Figure 4. NF-κB p65 nuclear translocation triggered by LPS is blocked by DENV-2 infection.

(A) Vero cells were infected with DENV-2 for 32 h before stimulation with LPS (1 µg/ml). After 6 h of LPS treatment, the localization of NF-κB p65 was determined by immunostaining with anti-NF-κB p65 antibody (red fluorescence, panels a–d), and DENV-2 infection was determined by anti-DENV-2 NS3 antibody (green fluorescence, panels e–h). Representative cells from the same field are shown for each experimental group. (B) A549 cells were infected with DENV-2 for 24 h (panels a and d), or treated with polyI:C (2 µg) by transfection for 24 h prior to DENV-2 infection (panels b and e) or 24 h post DENV-2 infection (panels c and f). DENV-2 infection was monitored by IFA with anti-DENV-2 NS3 antibody (green fluorescence) and the cell nuclei were counter stained by DAPI (blue fluorescence).

Figure 5. TLR-mediated ERK activation is blocked by DENV-2 infection.

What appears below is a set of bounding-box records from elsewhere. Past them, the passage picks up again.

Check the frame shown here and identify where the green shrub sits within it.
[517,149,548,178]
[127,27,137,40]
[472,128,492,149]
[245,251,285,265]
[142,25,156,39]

(A) A549 cells (5×10⁵) were infected with DENV-2 (MOI 5), cell lysates were harvested at the indicated hours post infection (p.i.), and underwent immunoblotting with antibodies (1: 1000 dilution) against phospho-ERK1/2 (p-ERK1/2), total ERK1/2 (t-ERk1/2), DENV-2 NS3, and actin as indicated. (B) Immunoblotting analysis of mock- and DENV-2-infected (MOI 5) A549 cells (1×10⁶) stimulated with polyI:C (1 µg/ml) or LPS (1 µg/ml) for 24 h. (C) The ratio of phospho-ERK to total ERK in panel B was quantified and calculated with BioSpectrum Image System software (UVP). The mock infection without stimulation is used as the normalization control.